Back in edition 165 we featured a Humankind story about Paolo Fanciulli, a fisherman in Italy who created an underwater sculpture gallery to stop bottom-trawling along the coastline. Today Paolo’s anti-trawling sculptures span from Porto Santo Stefano to the Ombrone River, protecting 137 km2 of seagrass meadows and fish habitat. “It’s small but it’s remarkable given the lack of any official backing or funds.” Wired

Saving the world is cheaper than ruining it


Ignore the disappointment of COP27, a fossil fuel shakedown with a last minute climate bone in the form of a theoretical fund which may or may not turn up, and is already 30 years behind schedule. Focus instead on what one analyst describes as perhaps the biggest two months ever in the history of energy finance, a staggering deal flow that more than compensates for the frustration of international climate diplomacy. The floodgates have opened, and the transition is accelerating. You just need to know where to look.
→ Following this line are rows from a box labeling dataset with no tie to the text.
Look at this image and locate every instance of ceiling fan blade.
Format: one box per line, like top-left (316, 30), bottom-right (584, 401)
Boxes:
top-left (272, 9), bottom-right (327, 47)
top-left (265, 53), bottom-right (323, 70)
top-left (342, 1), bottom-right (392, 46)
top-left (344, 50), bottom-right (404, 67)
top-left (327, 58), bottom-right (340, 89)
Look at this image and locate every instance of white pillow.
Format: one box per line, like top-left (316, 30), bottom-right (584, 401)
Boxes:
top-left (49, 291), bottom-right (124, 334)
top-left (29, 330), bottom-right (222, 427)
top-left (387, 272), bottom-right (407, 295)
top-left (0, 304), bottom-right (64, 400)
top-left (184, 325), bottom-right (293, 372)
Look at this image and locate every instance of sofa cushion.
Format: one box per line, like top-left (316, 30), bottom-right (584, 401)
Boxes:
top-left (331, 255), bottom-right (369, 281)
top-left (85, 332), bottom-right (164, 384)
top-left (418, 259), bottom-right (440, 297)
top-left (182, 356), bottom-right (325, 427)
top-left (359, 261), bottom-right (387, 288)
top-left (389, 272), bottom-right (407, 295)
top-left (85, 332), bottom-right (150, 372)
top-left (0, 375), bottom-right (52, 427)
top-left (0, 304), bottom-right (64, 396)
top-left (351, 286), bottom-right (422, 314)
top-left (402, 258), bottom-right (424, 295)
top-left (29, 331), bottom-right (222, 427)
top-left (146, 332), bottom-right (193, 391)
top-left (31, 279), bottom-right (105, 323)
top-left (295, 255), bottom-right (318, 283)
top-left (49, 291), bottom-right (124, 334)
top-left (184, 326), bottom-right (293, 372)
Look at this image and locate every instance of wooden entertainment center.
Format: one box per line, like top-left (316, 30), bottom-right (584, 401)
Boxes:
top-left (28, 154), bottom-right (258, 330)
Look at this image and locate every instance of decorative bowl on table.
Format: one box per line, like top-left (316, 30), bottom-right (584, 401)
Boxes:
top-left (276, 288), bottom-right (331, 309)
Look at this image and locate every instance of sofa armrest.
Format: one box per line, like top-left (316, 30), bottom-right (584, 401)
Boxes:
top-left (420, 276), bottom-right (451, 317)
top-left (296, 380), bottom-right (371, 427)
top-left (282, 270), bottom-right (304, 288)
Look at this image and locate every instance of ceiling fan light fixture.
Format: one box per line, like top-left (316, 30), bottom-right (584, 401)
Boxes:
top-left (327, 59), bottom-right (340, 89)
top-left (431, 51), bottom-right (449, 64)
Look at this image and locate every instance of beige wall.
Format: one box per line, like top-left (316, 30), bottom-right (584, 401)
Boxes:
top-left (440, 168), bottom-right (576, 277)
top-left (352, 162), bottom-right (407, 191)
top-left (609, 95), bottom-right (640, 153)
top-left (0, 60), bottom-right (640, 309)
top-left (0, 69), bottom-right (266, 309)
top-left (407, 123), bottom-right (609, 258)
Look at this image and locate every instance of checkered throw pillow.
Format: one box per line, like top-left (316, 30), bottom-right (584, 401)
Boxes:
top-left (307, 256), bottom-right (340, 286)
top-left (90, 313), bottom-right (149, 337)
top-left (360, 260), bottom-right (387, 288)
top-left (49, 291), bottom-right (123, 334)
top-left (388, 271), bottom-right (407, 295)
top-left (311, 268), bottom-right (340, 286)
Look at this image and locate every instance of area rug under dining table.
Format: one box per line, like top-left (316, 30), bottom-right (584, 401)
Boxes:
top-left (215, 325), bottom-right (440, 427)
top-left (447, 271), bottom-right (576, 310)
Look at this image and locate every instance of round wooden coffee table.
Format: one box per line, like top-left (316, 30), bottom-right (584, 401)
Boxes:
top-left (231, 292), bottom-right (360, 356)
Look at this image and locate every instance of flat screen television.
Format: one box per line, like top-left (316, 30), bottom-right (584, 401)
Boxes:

Over the last decade, the flow of dollars into decarbonization has tripled, reaching around 0.75% of global GDP in 2021 - and we're going to go well past that in 2022 if trends from the first half of the year are maintained. The free hand of the market has caught the carbon-busting, renewable energy fever, and there's no turning back.

And no Politico... coal is not bouncing back. Here's why.

Did you know that global per capita carbon emissions have already peaked? This is genuine progress, the product of decades of action by civil society pushing against fossilized interests. It's woefully, shamefully, maybe criminally, inadequate. But it is real. And peak carbon emissions for humanity as a whole - when it happens - will mark a turning point in the climate fight.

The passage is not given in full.